Decision - Route Computation¶
Introduction¶
Decision
is the module that computes the routing table (IPv4, IPv6, MPLS). It
uses Topology and Reachability information received from KvStore
in the
computation. Outputs RIB, aka Routing Information Base
, which will get
programmed and/or redistributed.
Inter Module Communication¶
[Consumer] ReplicateQueue<Publication>
: read publications (updates) from theKvStore
to learn Topology/Reachability information and kvStoreSynced signal.[Consumer] ReplicateQueue<thrift::RouteDatabaseDelta>
: static route updates written byPrefixManager
. The route delta will be applied to the RIB output byDecision
module[Producer] ReplicateQueue<DecisionRouteUpdate>
: the RIB delta consumed by theFib
module for programming to the underlying platform and thePrefixManager
module for route redistribution
General Workflow¶
Below diagram describes two main things
The Flow of information in the context of Decision module and
Route computation flow-chart
Deep Dive¶
Storage¶
Decision models two major data-structures namely PrefixState
, and LinkState
.
This facilitates the route computation with less code complexity.

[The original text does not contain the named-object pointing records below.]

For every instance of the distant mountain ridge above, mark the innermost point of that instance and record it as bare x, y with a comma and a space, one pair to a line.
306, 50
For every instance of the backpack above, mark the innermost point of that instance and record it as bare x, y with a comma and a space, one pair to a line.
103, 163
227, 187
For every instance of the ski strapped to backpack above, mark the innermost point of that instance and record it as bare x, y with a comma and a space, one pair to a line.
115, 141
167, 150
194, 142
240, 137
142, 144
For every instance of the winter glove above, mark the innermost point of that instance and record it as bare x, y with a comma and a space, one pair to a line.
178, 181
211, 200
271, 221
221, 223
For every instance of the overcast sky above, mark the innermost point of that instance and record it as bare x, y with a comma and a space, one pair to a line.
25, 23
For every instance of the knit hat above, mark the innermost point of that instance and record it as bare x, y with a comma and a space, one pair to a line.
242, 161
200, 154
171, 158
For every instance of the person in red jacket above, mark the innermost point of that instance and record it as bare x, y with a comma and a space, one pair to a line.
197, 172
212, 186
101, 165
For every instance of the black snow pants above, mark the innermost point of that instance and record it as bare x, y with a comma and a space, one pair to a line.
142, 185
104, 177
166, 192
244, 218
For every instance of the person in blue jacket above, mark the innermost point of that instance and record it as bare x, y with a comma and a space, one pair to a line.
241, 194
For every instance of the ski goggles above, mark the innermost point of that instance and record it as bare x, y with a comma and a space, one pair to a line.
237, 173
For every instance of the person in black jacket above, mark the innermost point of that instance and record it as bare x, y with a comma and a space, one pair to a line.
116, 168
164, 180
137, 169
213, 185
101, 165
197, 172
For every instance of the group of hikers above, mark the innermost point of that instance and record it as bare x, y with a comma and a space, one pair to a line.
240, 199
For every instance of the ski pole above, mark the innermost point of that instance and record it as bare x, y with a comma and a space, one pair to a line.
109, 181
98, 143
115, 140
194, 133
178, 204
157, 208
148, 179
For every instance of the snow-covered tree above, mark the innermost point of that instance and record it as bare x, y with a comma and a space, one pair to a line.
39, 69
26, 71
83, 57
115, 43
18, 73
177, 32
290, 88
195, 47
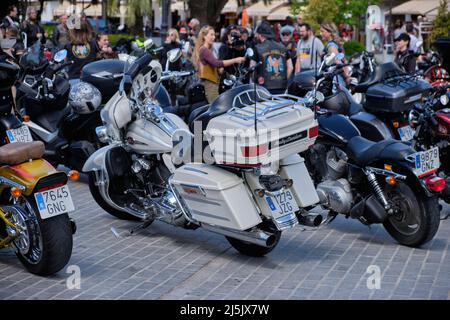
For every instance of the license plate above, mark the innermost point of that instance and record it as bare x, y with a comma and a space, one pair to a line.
427, 162
21, 134
281, 203
54, 202
406, 133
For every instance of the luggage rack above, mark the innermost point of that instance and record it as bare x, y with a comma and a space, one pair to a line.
265, 104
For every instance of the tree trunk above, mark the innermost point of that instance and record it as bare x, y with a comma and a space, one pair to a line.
206, 11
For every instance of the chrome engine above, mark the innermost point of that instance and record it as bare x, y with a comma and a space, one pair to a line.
336, 195
335, 191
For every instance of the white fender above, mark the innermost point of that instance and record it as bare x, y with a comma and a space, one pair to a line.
96, 162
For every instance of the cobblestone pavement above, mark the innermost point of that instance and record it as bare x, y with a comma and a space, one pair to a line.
164, 262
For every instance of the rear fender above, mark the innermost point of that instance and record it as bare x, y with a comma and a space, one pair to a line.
28, 175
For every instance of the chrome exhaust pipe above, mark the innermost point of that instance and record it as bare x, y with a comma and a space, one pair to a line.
258, 237
310, 220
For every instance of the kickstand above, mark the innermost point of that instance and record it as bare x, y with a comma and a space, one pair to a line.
132, 231
331, 216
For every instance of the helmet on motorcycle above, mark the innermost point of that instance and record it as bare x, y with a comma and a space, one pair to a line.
8, 74
84, 98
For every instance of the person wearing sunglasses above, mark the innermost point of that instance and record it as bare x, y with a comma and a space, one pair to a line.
309, 50
275, 64
330, 36
287, 39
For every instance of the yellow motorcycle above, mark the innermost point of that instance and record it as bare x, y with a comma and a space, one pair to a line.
34, 205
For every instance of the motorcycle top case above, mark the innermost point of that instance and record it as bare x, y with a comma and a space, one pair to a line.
396, 95
105, 75
283, 128
215, 196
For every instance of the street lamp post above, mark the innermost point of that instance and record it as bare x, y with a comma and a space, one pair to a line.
165, 18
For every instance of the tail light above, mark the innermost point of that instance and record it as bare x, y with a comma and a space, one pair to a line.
254, 151
313, 132
435, 184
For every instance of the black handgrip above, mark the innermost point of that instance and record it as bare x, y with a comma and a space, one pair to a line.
433, 121
138, 65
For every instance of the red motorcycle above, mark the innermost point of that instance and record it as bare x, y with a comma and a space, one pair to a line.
432, 123
434, 73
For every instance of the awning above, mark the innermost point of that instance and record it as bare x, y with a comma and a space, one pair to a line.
177, 6
231, 7
260, 9
416, 7
280, 13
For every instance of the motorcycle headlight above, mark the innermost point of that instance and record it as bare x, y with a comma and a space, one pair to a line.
102, 134
413, 118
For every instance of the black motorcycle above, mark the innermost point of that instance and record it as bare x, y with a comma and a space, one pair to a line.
375, 182
389, 96
42, 99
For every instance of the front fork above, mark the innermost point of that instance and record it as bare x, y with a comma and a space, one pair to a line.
11, 229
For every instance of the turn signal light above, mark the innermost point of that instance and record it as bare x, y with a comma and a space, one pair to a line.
391, 180
435, 184
254, 151
16, 192
260, 192
313, 132
73, 175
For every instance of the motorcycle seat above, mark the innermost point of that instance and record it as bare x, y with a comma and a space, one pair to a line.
19, 152
381, 72
343, 103
363, 151
51, 120
226, 101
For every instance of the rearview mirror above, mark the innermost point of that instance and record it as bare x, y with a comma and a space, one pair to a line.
60, 55
249, 53
148, 43
330, 59
173, 55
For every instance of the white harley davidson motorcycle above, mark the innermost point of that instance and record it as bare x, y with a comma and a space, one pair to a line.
253, 184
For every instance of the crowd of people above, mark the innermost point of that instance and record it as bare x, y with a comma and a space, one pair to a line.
281, 50
77, 36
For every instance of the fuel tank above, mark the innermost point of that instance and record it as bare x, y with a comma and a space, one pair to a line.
146, 137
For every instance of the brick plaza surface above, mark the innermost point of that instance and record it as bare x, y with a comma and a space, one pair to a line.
164, 262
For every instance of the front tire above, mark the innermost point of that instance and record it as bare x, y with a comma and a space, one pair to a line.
417, 218
45, 247
104, 205
253, 250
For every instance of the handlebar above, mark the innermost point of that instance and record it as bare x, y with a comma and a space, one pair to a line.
169, 75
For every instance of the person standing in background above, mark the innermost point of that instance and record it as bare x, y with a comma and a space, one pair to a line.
32, 28
405, 58
275, 64
309, 50
287, 33
61, 34
11, 20
207, 64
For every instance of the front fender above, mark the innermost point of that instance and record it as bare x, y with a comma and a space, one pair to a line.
96, 162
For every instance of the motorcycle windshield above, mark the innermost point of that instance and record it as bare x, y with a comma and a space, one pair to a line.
34, 57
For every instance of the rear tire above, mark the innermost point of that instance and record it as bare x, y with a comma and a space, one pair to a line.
419, 219
50, 241
104, 205
253, 250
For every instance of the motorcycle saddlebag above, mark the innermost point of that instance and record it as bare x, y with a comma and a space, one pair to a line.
395, 95
105, 75
215, 196
196, 93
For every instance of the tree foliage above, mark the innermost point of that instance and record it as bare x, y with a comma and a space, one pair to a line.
441, 25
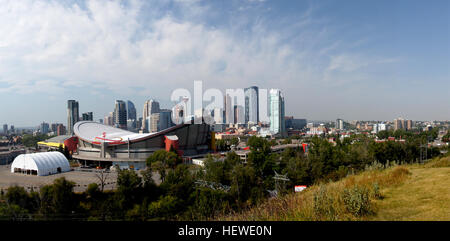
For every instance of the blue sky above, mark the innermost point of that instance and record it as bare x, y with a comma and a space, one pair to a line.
369, 60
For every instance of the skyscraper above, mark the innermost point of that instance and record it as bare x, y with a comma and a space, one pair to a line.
60, 130
229, 110
409, 124
5, 129
399, 124
131, 112
276, 112
72, 115
120, 114
150, 107
165, 119
251, 104
44, 127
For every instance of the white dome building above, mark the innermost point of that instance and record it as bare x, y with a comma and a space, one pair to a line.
41, 164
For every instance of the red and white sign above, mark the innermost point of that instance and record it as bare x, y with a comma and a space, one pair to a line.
299, 188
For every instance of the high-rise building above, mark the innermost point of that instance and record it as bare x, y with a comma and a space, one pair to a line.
276, 112
239, 114
131, 111
180, 111
72, 115
251, 104
88, 116
60, 130
229, 110
5, 129
409, 124
296, 124
154, 122
150, 107
53, 127
109, 119
399, 124
165, 119
120, 115
44, 127
339, 124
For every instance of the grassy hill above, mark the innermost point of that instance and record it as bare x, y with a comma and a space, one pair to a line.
406, 192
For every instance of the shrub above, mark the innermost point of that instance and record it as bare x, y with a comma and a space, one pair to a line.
357, 200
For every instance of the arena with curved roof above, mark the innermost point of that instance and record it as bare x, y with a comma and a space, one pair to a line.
105, 146
40, 164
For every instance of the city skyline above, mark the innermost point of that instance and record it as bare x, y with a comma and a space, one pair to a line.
354, 61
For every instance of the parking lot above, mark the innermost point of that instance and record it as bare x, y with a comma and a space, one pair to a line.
81, 178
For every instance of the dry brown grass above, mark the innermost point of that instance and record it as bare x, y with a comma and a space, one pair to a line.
327, 201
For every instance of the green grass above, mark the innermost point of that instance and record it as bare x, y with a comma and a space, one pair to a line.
423, 197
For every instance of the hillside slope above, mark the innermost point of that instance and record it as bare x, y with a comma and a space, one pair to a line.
408, 192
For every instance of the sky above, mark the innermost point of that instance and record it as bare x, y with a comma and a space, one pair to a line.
355, 60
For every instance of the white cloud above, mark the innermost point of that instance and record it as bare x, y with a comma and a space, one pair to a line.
106, 46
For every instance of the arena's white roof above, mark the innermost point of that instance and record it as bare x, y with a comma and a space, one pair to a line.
96, 133
45, 163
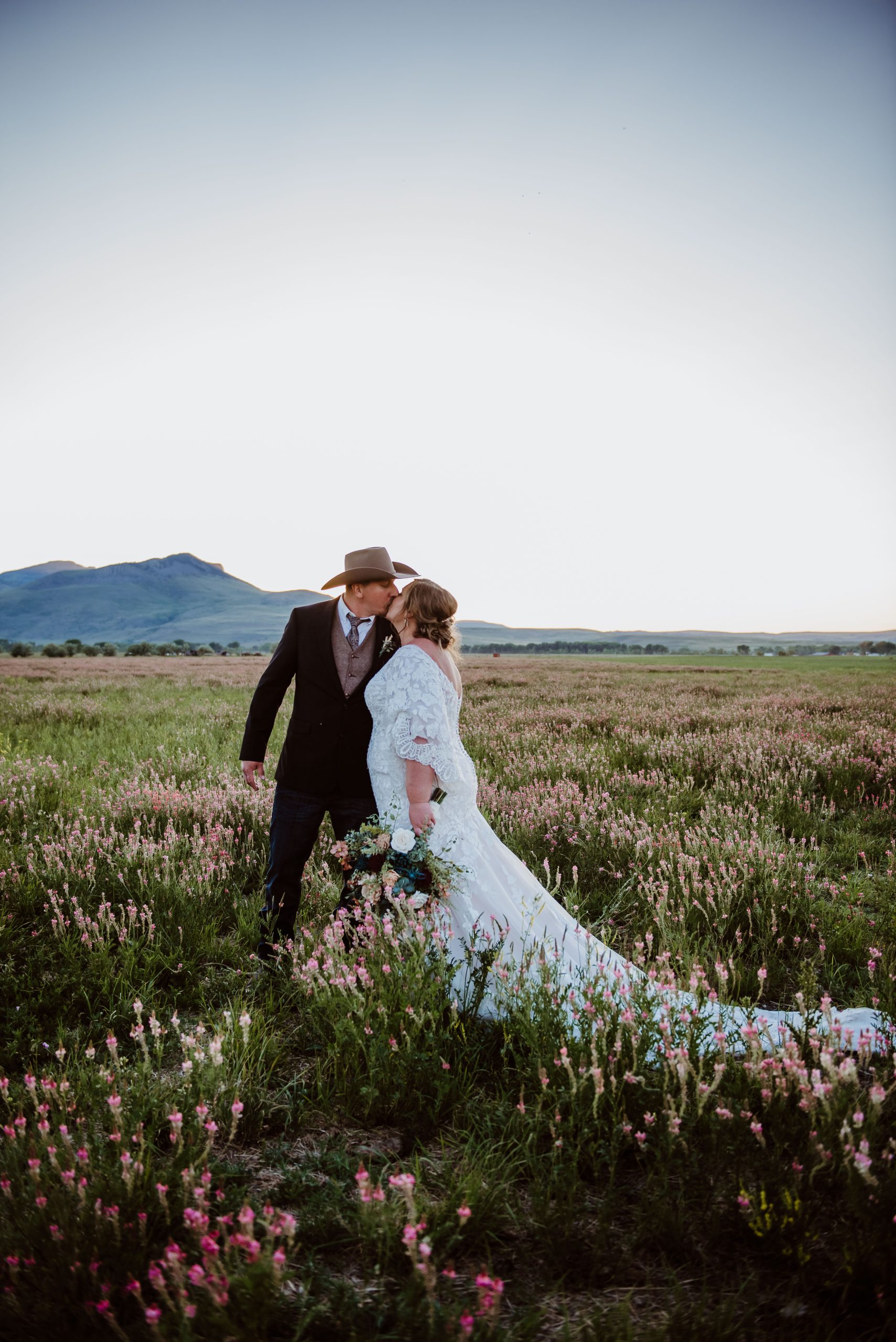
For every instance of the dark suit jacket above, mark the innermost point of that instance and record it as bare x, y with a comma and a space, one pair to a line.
326, 742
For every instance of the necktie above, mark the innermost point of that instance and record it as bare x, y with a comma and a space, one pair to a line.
354, 621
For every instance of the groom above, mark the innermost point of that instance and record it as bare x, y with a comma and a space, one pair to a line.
333, 648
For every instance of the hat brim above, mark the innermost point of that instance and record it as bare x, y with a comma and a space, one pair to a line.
371, 575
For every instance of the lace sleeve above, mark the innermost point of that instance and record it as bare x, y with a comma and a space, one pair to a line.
417, 709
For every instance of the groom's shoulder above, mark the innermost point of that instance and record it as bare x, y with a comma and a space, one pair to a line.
313, 612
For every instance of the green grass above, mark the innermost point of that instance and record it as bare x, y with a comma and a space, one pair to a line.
737, 813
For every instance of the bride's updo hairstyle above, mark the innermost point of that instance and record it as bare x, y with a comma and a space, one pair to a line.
433, 610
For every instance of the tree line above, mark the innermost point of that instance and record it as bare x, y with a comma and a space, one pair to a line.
176, 648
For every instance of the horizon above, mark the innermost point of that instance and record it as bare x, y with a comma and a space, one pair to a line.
484, 623
592, 304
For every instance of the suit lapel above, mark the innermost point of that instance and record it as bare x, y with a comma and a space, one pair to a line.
381, 633
325, 648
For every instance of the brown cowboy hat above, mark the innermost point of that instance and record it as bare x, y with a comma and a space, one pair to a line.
369, 566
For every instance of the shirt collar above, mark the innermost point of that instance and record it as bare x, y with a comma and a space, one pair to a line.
345, 612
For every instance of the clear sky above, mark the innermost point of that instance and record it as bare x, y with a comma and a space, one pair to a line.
587, 310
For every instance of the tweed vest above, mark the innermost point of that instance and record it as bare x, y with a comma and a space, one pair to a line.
352, 666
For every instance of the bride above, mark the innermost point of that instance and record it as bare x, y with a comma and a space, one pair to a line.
415, 746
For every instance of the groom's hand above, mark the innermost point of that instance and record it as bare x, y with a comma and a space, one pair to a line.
250, 770
422, 816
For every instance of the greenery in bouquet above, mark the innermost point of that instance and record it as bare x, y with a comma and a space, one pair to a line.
387, 861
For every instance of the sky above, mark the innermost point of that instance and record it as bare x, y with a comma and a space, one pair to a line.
587, 310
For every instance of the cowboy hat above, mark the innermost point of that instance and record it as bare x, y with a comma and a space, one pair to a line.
369, 566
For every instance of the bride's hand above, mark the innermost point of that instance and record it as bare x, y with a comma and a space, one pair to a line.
422, 816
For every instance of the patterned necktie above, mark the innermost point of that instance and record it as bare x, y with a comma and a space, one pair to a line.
354, 621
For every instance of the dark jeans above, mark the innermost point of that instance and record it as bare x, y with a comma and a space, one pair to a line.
296, 823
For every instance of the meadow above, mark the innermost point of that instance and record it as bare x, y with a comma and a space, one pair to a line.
337, 1151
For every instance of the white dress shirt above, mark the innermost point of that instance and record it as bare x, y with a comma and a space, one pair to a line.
364, 630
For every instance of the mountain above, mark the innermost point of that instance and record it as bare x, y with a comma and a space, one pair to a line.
176, 598
186, 598
19, 578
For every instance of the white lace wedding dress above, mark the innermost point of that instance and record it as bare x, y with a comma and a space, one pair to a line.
498, 900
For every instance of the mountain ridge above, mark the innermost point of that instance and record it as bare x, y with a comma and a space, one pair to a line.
187, 598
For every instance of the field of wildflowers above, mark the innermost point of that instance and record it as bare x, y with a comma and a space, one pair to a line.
336, 1151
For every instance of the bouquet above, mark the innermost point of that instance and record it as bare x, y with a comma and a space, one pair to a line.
387, 862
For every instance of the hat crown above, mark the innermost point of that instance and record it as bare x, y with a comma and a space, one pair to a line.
368, 566
375, 557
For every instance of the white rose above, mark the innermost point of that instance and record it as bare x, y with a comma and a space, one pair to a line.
403, 840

PrefixState aka Adjacency RIB¶
PrefixState stores all received route advertisements from all the nodes in the
network. This is also termed or known as Adjacency RIB
(aka ADJ RIB) in
routing terminology. The route advertisement is keyed by a tuple containing
Destination Prefix
, Originating Node
, and Originating Area
. This uniquely
identifies a route advertisement.
LinkState aka Topology¶
As the name refers, the LinkState stores all received link-state updates from
nodes in the network. This represents the network topology (nodes & links). The
topology is maintained for each area separately. The link-state update uniquely
identified by Area ID
, and Node Name
.
LinkState offers much more structured data and APIs for network topology on the top of received data from KvStore. This hides away a good amount of complexity from route computation code. e.g.
Bi-directional check for the link. Both nodes should report each other as their neighbors
Incremental update of topology
Dijkstra Implementation (aka Shortest Path Computation)
Computing Routes¶
Decision computes two types of routes, Unicast (aka IPv4 or IPv6), and MPLS. Below we describe the steps involved for both route types.
Unicast Routes¶
Flow Diagram above captures the gist of the route computation steps for unicast routes. The route computation steps described below (and in the diagram) are in the context of a single route.
Create a list of all received route advertisements
Perform best route selection
Exit if the self node is the best route. Avoid programming self-advertised routes
Based on Algorithm type (SPF or K-SPF), compute paths
Based on Forwarding type (IP or MPLS), compute next-hops
Exit if the min next-hop criteria is not met
Apply RIB policy
Send out route notification
MPLS Routes¶
Open/R implement source routing capabilities on the lines of Segment Routing Architecture and with MPLS data plane support.
The Decision module computes the MPLS routes, aka Label Routes
, for two types
of labels Node Label
, and Adjacency Label
.
Adjacency Label
is a label associated with an established Adjacency with the
neighbor. This label is unique in a given node and hence only has the local
significance on this node. If a packet is received with this label, it will be
popped and forward towards the neighbor of the adjacency.
Node Label
is a label associated with a node. It is unique within a network
and has a global meaning. If a packet is received with this label, it is
forwarded towards the node owning this label over the shortest ECMP paths. The
label is preserved until it reaches the destination node.
Computed label routes leverage Penultimate Hop Popping (PHP) for pop & forward instruction to avoid duplicate lookup of a packet when it reaches the destination.
For more details refer to Source Routing in Open/R
Route Notifications¶
After the route computation step, Decision computes the route delta for both
Unicast and MPLS routes. The route delta is then broadcasted to all listeners
via ReplicateQueue
.
Note that only changes are published, hence all listeners must retain a snapshot
and update snapshot as changes arrive based on their requirements. Also, we must
create a Reader
of the ReplicateQueue
before decision module is started to
ensure there is no loss of route update.
Miscellaneous Features¶
Event Dampening¶
We implemented simple event dampening - i.e. hold SPF runs on first received link state update to see if we can collect more before doing the full computation run. This timer could use exponential back-off to allow for catching more events under heavy network churn. In practice, this helps save a lot of CPU under heavy network churn.
NOTE: we assume all links are point-to-point, no multi-access networks are being considered. This simplifies many things, e.g. there is no need to consider pseudo-nodes to develop special flooding schemes for shared segments.